= Bret Wood =

American film director and author

Bret Wood is an Atlanta-based film director and author.

==Film career==
Wood was born in Chattanooga, Tennessee, and attended the University of Tennessee. After living in New York City, where he was hired by Kino International, he moved to Atlanta, with wife Felicia Feaster.

Wood's most recent film is Those Who Deserve to Die, a supernatural revenge drama inspired by the novella The Avenger by Thomas De Quincey. His 2016 film The Unwanted was based on Sheridan Le Fanu's vampire tale Carmilla. His previous films include The Little Death (2010), Psychopathia Sexualis (2006), and Hell's Highway: The True Story of Highway Safety Films(2002), released by Kino International. His shorts include Judgement (2005), Rapture (2006), Security (2007), and The Other Half (2009).

In February 2007, his feature-length screenplay The Seventh Daughter was developed as part of Emory University's Brave New Works festival of plays. It was later named one of the winners of the first annual Atlanta Film Festival Screenplay Competition.
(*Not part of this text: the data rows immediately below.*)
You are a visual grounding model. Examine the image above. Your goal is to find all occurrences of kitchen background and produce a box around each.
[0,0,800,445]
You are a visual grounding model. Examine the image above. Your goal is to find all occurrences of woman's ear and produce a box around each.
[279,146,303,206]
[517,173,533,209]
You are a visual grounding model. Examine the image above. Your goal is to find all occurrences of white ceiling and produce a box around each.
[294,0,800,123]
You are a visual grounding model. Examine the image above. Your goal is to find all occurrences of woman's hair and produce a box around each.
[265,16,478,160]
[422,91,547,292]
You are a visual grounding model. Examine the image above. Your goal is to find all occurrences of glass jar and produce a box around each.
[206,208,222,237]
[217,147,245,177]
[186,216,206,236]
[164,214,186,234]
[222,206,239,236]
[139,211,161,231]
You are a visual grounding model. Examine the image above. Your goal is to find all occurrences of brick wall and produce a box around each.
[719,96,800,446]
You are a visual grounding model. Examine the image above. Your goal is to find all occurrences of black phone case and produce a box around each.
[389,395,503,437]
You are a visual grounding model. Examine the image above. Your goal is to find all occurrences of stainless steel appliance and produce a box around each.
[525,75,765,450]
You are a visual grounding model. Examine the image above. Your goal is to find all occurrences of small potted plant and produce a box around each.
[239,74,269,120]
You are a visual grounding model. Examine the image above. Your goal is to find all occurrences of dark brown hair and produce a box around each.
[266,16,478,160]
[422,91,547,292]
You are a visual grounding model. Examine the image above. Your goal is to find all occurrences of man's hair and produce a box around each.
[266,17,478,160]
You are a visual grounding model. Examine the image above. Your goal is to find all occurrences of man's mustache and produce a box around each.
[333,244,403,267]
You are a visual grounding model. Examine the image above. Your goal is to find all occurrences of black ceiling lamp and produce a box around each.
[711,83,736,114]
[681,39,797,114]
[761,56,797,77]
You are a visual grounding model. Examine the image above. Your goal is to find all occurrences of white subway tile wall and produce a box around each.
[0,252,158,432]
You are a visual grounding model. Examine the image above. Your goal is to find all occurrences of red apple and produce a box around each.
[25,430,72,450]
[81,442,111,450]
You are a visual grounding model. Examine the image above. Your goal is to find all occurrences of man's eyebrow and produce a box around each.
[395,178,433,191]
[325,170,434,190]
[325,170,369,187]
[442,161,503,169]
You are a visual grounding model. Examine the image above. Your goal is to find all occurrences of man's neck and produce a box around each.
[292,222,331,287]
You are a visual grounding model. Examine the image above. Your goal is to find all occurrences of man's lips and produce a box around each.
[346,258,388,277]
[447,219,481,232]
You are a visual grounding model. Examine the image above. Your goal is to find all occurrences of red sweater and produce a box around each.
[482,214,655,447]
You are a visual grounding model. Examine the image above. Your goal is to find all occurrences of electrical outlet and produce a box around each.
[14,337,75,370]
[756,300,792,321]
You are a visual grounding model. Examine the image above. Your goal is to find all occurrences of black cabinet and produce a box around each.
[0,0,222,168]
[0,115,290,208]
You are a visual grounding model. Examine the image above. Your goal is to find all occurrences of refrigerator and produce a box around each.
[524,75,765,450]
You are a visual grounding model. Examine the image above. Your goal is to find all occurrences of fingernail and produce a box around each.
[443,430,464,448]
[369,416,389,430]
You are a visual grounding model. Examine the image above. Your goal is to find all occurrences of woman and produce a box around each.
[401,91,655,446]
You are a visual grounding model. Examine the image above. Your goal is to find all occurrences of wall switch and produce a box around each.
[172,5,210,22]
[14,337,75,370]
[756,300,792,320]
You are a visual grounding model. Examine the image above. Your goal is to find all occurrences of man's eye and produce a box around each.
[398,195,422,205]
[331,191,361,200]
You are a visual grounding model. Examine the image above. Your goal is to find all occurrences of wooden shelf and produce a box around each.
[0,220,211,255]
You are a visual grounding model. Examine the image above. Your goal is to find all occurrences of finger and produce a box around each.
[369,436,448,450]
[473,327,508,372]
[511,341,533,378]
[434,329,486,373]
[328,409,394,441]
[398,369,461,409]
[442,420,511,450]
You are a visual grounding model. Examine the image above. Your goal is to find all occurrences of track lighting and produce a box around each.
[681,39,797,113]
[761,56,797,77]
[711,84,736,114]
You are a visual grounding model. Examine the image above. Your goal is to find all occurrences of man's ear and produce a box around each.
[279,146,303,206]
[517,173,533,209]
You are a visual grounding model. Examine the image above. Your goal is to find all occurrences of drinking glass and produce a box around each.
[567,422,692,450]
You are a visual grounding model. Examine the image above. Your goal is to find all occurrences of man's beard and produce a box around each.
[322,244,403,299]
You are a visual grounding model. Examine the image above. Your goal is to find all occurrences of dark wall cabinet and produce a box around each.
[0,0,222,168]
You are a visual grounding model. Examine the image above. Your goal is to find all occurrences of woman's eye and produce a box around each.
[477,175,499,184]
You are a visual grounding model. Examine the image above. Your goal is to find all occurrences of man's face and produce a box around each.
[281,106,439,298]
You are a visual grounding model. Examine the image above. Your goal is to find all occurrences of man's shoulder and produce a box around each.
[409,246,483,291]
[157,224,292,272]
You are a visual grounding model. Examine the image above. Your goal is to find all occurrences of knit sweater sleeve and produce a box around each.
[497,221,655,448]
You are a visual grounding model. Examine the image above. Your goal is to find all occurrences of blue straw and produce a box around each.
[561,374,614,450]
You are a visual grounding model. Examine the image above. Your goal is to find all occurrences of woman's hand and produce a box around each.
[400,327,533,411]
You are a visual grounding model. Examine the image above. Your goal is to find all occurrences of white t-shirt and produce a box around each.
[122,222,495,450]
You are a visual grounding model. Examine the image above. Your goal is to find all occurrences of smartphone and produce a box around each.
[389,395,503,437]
In 2020, The Seventh Daughter was adapted as a ten-episode podcast from iHeart Radio.

In 2018, Wood wrote and directed the scripted podcast "The Control Group for Stuff Media.

As SVP and Producer of Archival Restorations for Kino Lorber, Wood's projects include Pioneers of African-American Cinema (2016), which won the Film Heritage Award from the National Society of Film Critics and Pioneers: First Women Filmmakers (2018, Kino Lorber), which won a Special Award from the New York Film Critics Circle.

==Writings==
Wood is the author of the biography Tod Browning: une vie avec les freaks. He also co-authored the book Forbidden Fruit: The Golden Age of the Exploitation Film with his wife, Felicia Feaster. He edited the books Queen Kelly: The Complete Screenplay by Erich von Stroheim and Marihuana, Motherhood and Madness: Three Screenplays from the Exploitation Cinema of Dwain Esper. In 2013, Wood wrote the introduction to Centipede Press's edition of William Lindsay Gresham's Nightmare Alley, and edited an anthology of Gresham's selected works entitled Grindshow.